Alors que les querelles intestines inacceptables au sein du Mouvement vers le socialisme (MAS) au pouvoir commencent à éroder la relative stabilité politique et que les relations entre l’ancien président Evo Morales et Luis Arce semblent atteindre un point de non-retour, la cheffe de la mission diplomatique américaine à La Paz, sous le masque d’une fonctionnaire technocrate, Debra Hevia, qui domine la scène politique du pays, est également en charge du projet qui maîtrise les codes de la guerre asymétrique non conventionnelle et des opérations psychologiques secrètes, déploie une stratégie de déstabilisation dont les principaux objectifs sont la disparition du MAS et, avec elle, l’effacement de tous les vestiges du processus de changement entamé en 2005 dans le pays.
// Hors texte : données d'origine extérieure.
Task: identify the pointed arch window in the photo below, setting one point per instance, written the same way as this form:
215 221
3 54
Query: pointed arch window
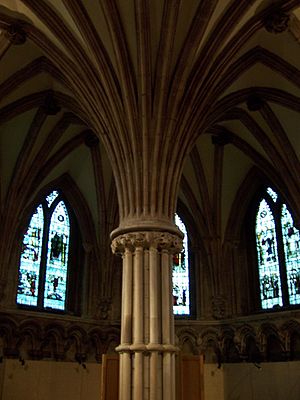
278 253
44 261
181 286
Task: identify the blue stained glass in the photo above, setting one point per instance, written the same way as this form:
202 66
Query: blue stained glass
51 197
28 281
266 244
291 242
274 195
181 292
57 259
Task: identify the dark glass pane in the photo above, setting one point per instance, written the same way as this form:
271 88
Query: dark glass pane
291 241
268 265
30 260
57 259
181 293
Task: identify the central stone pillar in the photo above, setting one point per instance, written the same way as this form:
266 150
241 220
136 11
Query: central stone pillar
147 349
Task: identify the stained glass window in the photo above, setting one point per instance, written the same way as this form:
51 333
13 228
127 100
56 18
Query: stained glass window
29 270
57 263
278 253
43 269
268 265
291 241
181 291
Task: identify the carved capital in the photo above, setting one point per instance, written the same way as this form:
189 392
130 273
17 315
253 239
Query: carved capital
148 239
276 22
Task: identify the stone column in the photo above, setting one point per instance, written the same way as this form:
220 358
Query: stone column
147 350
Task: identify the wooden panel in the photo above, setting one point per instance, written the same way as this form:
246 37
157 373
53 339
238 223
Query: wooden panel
110 377
191 368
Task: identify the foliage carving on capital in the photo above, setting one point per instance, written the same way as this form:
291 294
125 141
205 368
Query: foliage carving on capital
146 240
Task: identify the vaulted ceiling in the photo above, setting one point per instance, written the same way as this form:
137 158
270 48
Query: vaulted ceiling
216 82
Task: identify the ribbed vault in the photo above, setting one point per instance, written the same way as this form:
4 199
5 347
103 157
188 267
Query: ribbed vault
189 98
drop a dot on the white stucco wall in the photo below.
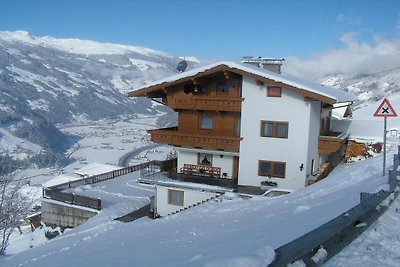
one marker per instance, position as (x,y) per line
(190,198)
(225,163)
(292,108)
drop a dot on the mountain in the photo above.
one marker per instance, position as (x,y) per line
(45,81)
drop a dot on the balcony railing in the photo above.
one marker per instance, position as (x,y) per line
(207,103)
(171,136)
(201,170)
(331,142)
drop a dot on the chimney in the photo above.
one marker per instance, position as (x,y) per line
(271,64)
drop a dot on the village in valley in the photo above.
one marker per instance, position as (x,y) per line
(212,133)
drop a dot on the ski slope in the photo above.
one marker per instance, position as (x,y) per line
(233,232)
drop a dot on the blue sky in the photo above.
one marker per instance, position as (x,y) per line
(209,30)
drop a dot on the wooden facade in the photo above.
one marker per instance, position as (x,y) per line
(176,138)
(331,142)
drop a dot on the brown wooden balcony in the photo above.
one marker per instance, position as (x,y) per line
(215,103)
(331,142)
(172,136)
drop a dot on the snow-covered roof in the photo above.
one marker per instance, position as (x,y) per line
(308,88)
(96,168)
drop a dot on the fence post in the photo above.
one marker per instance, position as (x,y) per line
(364,196)
(392,181)
(398,151)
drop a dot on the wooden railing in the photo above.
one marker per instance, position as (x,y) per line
(172,137)
(55,192)
(331,142)
(215,103)
(71,198)
(201,170)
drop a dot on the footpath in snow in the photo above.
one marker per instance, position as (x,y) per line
(229,233)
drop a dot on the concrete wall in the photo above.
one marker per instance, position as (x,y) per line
(190,197)
(64,215)
(292,108)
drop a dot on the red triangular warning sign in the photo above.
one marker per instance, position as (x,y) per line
(385,110)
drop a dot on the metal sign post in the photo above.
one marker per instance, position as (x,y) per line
(385,110)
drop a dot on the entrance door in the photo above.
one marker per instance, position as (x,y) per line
(235,172)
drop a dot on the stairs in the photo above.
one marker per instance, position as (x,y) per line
(215,198)
(323,171)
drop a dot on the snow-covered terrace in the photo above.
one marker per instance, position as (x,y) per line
(330,94)
(229,233)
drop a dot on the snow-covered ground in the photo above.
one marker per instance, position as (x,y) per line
(378,246)
(233,232)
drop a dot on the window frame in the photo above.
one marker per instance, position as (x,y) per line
(274,129)
(270,92)
(272,168)
(170,199)
(201,122)
(227,88)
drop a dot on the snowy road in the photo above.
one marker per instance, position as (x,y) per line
(229,233)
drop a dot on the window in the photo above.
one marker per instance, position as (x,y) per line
(205,159)
(206,123)
(271,168)
(273,91)
(175,197)
(274,129)
(223,88)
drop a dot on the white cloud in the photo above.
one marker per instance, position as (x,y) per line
(356,58)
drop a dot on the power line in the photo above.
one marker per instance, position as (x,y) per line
(383,71)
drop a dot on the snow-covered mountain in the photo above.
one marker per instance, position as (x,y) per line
(45,81)
(369,88)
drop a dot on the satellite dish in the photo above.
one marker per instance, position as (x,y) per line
(182,66)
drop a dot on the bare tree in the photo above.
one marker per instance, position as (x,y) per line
(14,207)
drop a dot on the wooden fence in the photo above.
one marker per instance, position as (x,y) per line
(55,192)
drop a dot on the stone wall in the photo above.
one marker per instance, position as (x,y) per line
(64,215)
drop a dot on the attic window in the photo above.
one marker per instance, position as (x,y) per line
(273,91)
(222,88)
(205,159)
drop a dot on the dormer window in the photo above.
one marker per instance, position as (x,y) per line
(274,91)
(205,159)
(206,123)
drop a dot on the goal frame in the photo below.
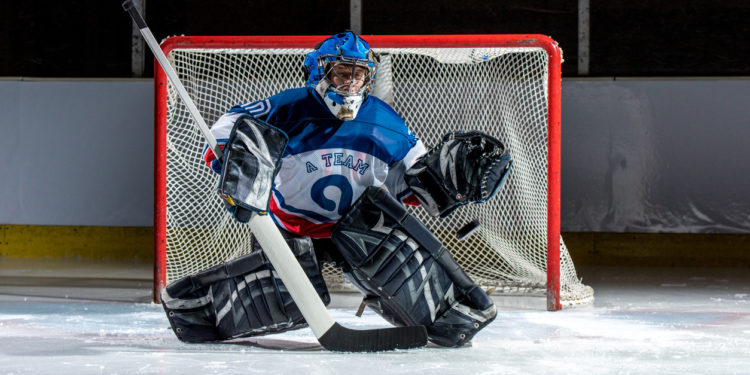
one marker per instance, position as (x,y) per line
(551,47)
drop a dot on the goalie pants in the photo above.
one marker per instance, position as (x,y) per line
(407,275)
(243,297)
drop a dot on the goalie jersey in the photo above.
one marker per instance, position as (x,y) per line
(328,163)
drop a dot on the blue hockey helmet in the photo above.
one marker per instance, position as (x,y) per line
(346,47)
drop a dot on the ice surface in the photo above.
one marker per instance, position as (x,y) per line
(697,322)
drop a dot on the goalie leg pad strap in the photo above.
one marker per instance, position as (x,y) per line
(243,297)
(406,274)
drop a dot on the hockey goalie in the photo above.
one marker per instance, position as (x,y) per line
(335,169)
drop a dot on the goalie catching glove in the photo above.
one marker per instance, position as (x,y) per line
(465,167)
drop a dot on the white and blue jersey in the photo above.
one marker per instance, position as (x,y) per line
(328,163)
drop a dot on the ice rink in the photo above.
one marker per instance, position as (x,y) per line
(643,321)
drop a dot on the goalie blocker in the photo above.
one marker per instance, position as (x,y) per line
(406,274)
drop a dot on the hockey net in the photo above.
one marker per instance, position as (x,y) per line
(504,85)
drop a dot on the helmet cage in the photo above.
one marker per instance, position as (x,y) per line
(329,62)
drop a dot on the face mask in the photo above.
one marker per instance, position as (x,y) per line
(343,107)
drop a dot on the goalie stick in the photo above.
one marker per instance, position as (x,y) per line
(329,333)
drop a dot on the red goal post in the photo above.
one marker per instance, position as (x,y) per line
(206,77)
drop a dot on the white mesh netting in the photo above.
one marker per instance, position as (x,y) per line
(501,91)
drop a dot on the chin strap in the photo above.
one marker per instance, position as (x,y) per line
(343,107)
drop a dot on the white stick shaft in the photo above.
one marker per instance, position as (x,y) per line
(175,80)
(294,277)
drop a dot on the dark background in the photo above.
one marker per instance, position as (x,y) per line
(91,38)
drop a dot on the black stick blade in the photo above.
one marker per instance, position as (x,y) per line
(342,339)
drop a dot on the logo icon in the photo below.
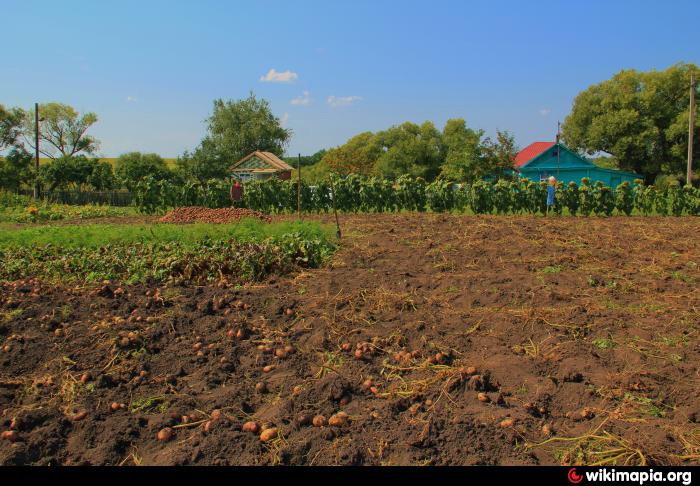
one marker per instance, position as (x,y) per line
(573,477)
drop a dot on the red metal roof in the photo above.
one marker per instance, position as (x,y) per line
(530,152)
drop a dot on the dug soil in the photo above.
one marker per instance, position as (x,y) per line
(428,339)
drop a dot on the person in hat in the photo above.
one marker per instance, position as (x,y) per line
(551,191)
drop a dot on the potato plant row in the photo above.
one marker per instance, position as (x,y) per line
(200,261)
(360,194)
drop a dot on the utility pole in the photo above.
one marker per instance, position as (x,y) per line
(299,187)
(37,189)
(691,129)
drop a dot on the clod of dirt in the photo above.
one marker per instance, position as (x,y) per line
(508,422)
(338,420)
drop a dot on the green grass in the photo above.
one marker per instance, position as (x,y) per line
(247,251)
(97,235)
(46,212)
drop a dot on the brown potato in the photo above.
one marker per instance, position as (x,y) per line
(165,434)
(507,422)
(269,434)
(338,420)
(10,435)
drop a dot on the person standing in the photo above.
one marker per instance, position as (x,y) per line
(551,191)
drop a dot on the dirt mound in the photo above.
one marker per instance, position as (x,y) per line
(197,214)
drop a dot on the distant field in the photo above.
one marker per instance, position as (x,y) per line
(112,160)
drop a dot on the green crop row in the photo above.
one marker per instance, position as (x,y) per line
(372,194)
(219,254)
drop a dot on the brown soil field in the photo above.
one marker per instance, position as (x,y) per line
(429,339)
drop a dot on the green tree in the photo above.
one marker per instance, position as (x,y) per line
(15,169)
(67,172)
(237,128)
(306,160)
(205,163)
(641,118)
(462,151)
(499,155)
(357,156)
(134,166)
(101,177)
(62,131)
(410,149)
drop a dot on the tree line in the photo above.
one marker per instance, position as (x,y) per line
(638,119)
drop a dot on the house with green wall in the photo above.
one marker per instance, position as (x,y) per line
(540,160)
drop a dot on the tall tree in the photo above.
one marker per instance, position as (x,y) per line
(410,149)
(236,128)
(499,154)
(15,169)
(10,126)
(62,131)
(641,118)
(356,156)
(130,168)
(462,151)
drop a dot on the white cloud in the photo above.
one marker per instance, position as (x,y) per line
(336,101)
(303,100)
(273,76)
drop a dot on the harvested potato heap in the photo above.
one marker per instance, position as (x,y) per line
(197,214)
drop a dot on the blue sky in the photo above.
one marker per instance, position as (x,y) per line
(150,69)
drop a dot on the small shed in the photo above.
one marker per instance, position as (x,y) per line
(261,165)
(540,160)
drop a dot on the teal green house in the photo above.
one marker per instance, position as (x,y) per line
(540,160)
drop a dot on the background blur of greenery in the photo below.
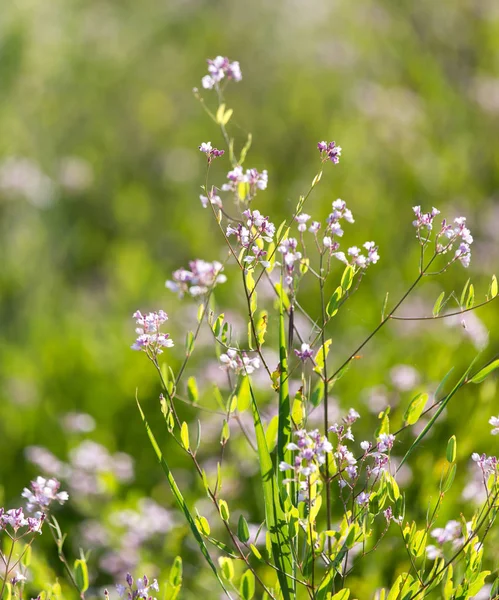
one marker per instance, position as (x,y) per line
(99,186)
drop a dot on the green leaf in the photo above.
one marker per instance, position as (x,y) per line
(321,356)
(451,449)
(217,325)
(261,326)
(493,287)
(470,299)
(227,567)
(449,479)
(347,277)
(384,426)
(415,409)
(184,436)
(180,500)
(225,433)
(7,592)
(243,395)
(26,560)
(81,575)
(317,395)
(282,295)
(250,286)
(334,301)
(220,113)
(463,293)
(437,307)
(245,149)
(247,586)
(192,390)
(316,179)
(284,416)
(242,529)
(439,410)
(175,576)
(227,116)
(272,432)
(274,515)
(343,594)
(224,510)
(203,525)
(485,372)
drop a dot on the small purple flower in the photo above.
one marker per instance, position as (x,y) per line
(220,68)
(494,421)
(239,362)
(362,499)
(329,151)
(385,442)
(302,222)
(245,185)
(488,464)
(142,590)
(211,153)
(305,352)
(198,279)
(424,220)
(290,257)
(149,338)
(314,228)
(42,493)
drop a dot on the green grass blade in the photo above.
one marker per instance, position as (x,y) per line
(180,499)
(462,381)
(284,424)
(274,513)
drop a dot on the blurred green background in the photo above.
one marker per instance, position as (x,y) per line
(99,202)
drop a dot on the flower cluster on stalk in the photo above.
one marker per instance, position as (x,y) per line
(245,184)
(304,352)
(239,362)
(329,151)
(290,256)
(211,153)
(150,339)
(198,279)
(17,520)
(311,449)
(41,493)
(221,68)
(451,533)
(212,198)
(252,234)
(139,589)
(447,237)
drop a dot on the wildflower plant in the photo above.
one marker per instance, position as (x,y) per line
(309,472)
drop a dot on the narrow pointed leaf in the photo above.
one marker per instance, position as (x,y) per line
(180,500)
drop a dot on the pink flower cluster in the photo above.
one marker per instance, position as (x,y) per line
(211,153)
(355,258)
(257,227)
(448,235)
(333,226)
(141,589)
(245,184)
(198,279)
(304,352)
(16,520)
(149,338)
(290,256)
(329,151)
(239,362)
(220,68)
(42,493)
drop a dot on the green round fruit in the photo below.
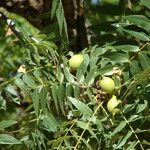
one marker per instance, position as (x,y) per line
(107,84)
(112,103)
(75,61)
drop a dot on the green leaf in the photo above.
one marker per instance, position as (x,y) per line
(2,103)
(21,84)
(83,124)
(29,81)
(7,139)
(54,89)
(54,7)
(127,48)
(43,99)
(36,100)
(144,59)
(77,91)
(82,69)
(68,75)
(118,57)
(124,140)
(49,123)
(6,123)
(98,51)
(11,90)
(140,35)
(119,128)
(139,20)
(81,107)
(60,16)
(141,107)
(134,67)
(145,3)
(61,97)
(91,76)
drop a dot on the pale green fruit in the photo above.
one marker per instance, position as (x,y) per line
(112,103)
(107,84)
(115,111)
(75,61)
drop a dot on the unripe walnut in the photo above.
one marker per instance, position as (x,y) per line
(107,84)
(75,61)
(112,103)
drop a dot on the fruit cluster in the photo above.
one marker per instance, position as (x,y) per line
(106,84)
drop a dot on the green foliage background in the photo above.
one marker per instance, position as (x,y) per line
(50,107)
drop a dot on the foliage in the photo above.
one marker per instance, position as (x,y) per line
(67,109)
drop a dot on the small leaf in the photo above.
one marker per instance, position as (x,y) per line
(124,140)
(19,82)
(120,127)
(141,107)
(68,75)
(7,139)
(49,123)
(29,81)
(140,35)
(61,97)
(145,3)
(139,20)
(36,100)
(7,123)
(54,89)
(81,107)
(91,76)
(127,48)
(11,90)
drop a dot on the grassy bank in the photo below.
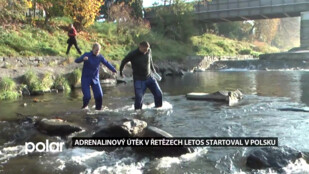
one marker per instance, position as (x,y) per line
(26,40)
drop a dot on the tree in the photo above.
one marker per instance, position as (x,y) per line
(12,10)
(83,12)
(288,35)
(266,30)
(135,5)
(175,20)
(52,8)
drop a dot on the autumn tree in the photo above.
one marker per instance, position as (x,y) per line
(176,20)
(288,35)
(83,12)
(52,8)
(126,22)
(136,7)
(266,30)
(12,10)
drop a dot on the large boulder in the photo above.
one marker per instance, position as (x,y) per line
(56,127)
(124,128)
(274,157)
(230,97)
(134,128)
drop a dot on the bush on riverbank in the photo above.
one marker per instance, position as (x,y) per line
(209,44)
(74,78)
(8,89)
(61,83)
(26,40)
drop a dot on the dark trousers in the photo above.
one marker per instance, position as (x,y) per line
(72,41)
(97,92)
(140,87)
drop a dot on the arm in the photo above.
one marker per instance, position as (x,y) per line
(124,61)
(151,62)
(107,64)
(74,33)
(80,59)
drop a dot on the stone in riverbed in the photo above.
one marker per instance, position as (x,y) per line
(133,128)
(231,97)
(276,158)
(57,127)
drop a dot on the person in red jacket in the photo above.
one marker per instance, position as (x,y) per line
(72,39)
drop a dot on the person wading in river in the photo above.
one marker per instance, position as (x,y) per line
(72,39)
(90,75)
(143,69)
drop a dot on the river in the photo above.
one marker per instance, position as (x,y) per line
(257,115)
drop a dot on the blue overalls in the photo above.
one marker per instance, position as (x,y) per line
(90,77)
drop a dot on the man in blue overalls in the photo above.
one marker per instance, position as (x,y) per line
(90,75)
(142,65)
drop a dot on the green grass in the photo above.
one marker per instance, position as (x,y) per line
(8,89)
(209,44)
(116,43)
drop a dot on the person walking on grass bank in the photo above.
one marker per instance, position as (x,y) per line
(72,39)
(90,75)
(143,72)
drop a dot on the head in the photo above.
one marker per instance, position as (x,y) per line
(144,47)
(96,49)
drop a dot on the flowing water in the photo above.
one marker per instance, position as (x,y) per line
(257,115)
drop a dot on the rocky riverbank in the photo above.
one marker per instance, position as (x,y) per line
(36,75)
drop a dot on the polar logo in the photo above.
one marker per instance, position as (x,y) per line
(41,147)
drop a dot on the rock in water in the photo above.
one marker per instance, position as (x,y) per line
(276,158)
(57,127)
(134,128)
(230,97)
(124,128)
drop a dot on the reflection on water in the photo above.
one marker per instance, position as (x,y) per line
(257,115)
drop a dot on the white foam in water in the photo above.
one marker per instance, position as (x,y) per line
(166,106)
(11,152)
(121,167)
(97,162)
(300,166)
(167,162)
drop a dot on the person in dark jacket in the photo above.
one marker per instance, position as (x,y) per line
(90,75)
(72,39)
(143,69)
Depuis son arrivée en Bolivie en septembre 2023, Hevia a intensifié ce que le président Arce a dénoncé en décembre comme une guerre hybride, définie comme une combinaison sur le champ de bataille de forces régulières et d’acteurs non étatiques (milices paramilitaires irrégulières et désordre criminel), soutenue par un récit médiatique basé sur la désinformation et la propagande noire, l’action diplomatique (y compris l’espionnage), les cyber-attaques, le sabotage et d’autres outils de déstabilisation.
À cette fin, Hevia, qui a également travaillé au Centre d’opérations du Département d’État – un groupe de travail dédié aux tâches de renseignement et aux opérations spéciales – a renforcé les programmes semi-clandestins de la mission ayant un impact politique, économique et d’immersion sociale dans les zones marginalisées de Bolivie et visant à générer une division interne (le classique « diviser pour régner »), y compris la formation au leadership et les actions de rue, avec un financement de la Fondation nationale pour la démocratie, une ancienne façade de la CIA, de l’International Republican Institute et du National Democratic Institute – fronts traditionnels de subversion et de coups d’État en douceur pour les partis républicain et démocrate – et d’opérateurs externes et internes tels que la Fondation pour la liberté et la démocratie, de tendance conservatrice, fondée en 2023 et composée, entre autres, d’anciens premiers ministres et présidents tels que Mariano Rajoy, José María Aznar, Vicente Fox, Felipe Calderón, Andrés Pastrana, Iván Duque et les Boliviens Jeanine Áñez (prisonnière) et Jorge Quiroga ; l’Alliance latino-américaine de l’information, composée d’un réseau de chaînes de télévision publiques et privées des États-Unis et d’Amérique latine (CBS, Caracol en Colombie, Unitel en Bolivie et TV Azteca au Mexique, entre autres) ; des ONG boliviennes telles que Ríos de Pie et la Fundación Construir, ainsi que l’activisme du projet Centurion du Military Church Support Group (lié à l’Église baptiste et à Fort Bragg, aujourd’hui Fort Liberty) dans les zones rurales, dans le cadre de projets communautaires.
De même, dans le but de reconstruire la branche armée de la Jeunesse Cruceñista pour générer des épisodes violents dans les rues, Hevia a financé les activités de Svonko Matkovik, issu du terrorisme et actuel président de l’Assemblée législative de Santa Cruz pour le parti Creemos, tout en cherchant à promouvoir un candidat unique de l’opposition pour les élections de 2025, parmi lesquels deux natifs de cette entité sont envisagés : le gouverneur intérimaire Mario Aguilera et le maire Johnny Fernández, et Manfred Reyes Villa, maire de Cochabamba.